Embora com antecedentes mais antigos, a justiça restaurativa, verdadeiramente, tornou-se um movimento social por volta dos anos 1970, ao mesmo tempo em que a comunidade de mediação emergia (WOOLFORD; RATNER, 2008, p. 69, tradução nossa).

Woolford e Ratner (2008, p. 69, tradução nossa) citam como uma das primeiras experiências de justiça restaurativa, o modelo de Kitchener, cidade da província canadense de Ontário, assim nomeada: Programa de Reconciliação Vítima e Ofensor – Victim Offender Reconciliation Program [VORP]. Em 1974, o modelo foi implantado após diversas

práticas de vandalismos por dois adolescentes na região próxima a Elmira, em Ontário. Foi Mark Yantzi, Oficial de Justiça, que propôs ao juiz o encontro entre os adolescentes e as vítimas. Como um menonista, Yantzi estava interessado em uma abordagem de pacificação na justiça criminal. Todavia, o Oficial de Justiça jamais esperou que o juiz concordasse com sua proposta tampouco que lhe atribuiria a tarefa de facilitar o encontro entre os adolescentes e as vítimas. Juntamente com David Worth, que trabalhava para o Comitê Central Menonista, Yantzi aceitaram a função e apresentaram resultados encorajadores. Os adolescentes ficaram face-a-face com as vítimas, assim como repararam os danos causados, o que estimou a criação de um projeto de justiça reparadora (PEACHEY; 2003, apud WOOLFORD; RATNER, 2008, p. 69, tradução nossa)27.

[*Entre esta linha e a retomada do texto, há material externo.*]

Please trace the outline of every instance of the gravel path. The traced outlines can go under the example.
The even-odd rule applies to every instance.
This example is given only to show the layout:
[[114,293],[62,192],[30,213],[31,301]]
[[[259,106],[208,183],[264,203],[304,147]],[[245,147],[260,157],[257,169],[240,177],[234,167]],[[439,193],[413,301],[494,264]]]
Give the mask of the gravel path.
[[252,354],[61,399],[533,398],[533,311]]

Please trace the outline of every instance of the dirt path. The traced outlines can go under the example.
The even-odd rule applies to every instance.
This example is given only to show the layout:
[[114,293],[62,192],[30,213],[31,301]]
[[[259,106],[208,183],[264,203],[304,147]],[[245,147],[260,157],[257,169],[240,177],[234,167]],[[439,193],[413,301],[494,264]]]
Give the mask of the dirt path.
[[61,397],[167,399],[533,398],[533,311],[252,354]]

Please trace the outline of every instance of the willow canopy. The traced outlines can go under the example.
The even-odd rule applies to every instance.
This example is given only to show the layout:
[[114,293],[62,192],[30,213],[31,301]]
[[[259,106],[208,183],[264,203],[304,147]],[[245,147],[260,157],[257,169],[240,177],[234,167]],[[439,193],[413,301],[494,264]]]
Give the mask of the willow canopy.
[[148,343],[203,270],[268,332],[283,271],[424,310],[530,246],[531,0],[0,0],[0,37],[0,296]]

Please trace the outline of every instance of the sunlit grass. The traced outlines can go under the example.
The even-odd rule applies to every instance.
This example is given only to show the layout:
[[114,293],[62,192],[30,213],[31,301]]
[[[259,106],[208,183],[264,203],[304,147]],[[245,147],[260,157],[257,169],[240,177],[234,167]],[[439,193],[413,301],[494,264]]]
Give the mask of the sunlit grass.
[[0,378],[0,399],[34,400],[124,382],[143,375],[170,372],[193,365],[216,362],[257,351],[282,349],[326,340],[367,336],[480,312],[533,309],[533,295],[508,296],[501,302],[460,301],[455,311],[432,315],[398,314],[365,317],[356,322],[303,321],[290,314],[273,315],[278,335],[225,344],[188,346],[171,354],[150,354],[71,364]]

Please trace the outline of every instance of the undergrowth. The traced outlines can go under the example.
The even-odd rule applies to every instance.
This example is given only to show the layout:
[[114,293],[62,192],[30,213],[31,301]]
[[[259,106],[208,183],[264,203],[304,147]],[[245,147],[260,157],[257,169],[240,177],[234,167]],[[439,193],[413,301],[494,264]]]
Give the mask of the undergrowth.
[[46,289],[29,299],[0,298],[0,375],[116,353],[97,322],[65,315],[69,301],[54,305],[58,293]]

Vezzulla (2004, p. 89), por sua vez, aponta o programa de Barcelona como uma das primeiras experiências de medição na justiça juvenil. Em maio de 1990, pois, a Dirección General de Justicia Juvenil começou a aplicar a mediação.

Ao citar Vidal (1996), Vezzulla (2004, p. 89) destaca as dificuldades iniciais da experiência, em razão da inexistência de previsão legal de procedimentos conciliatórios. Apenas a partir da Lei Orgânica 4/12, que regulamentou os “Juizados de Menores”, foi recepcionada a prática de reparação, em dois momentos distintos:

1. Como alternativa ao processo judicial, como uma forma de parar o procedimento atendendo à pouca gravidade dos fatos, à situação especial do adolescente e à proposta deste de reparar o dano ocasionado;

2. Como suspensão da medida judicial toda vez que, estando já desenvolvido o procedimento judicial, se apresentasse ao adolescente e seus responsáveis a possibilidade de fazer um acordo de reparação extrajudicial.

Esses enunciados inauguraram, com o conceito material de reparação como reparação do dano, reposição do bem ou de seu valor, um espaço à conciliação e, por conseguinte, a um “tratamento direto entre o ofensor e os supostos prejudicados, o que os obriga a dialogar, a trocar sentimentos, dores, mágoas, a repensar o ato violento junto ao outro, desde o outro e junto a ele” (VEZZULLA, 2004, p. 90).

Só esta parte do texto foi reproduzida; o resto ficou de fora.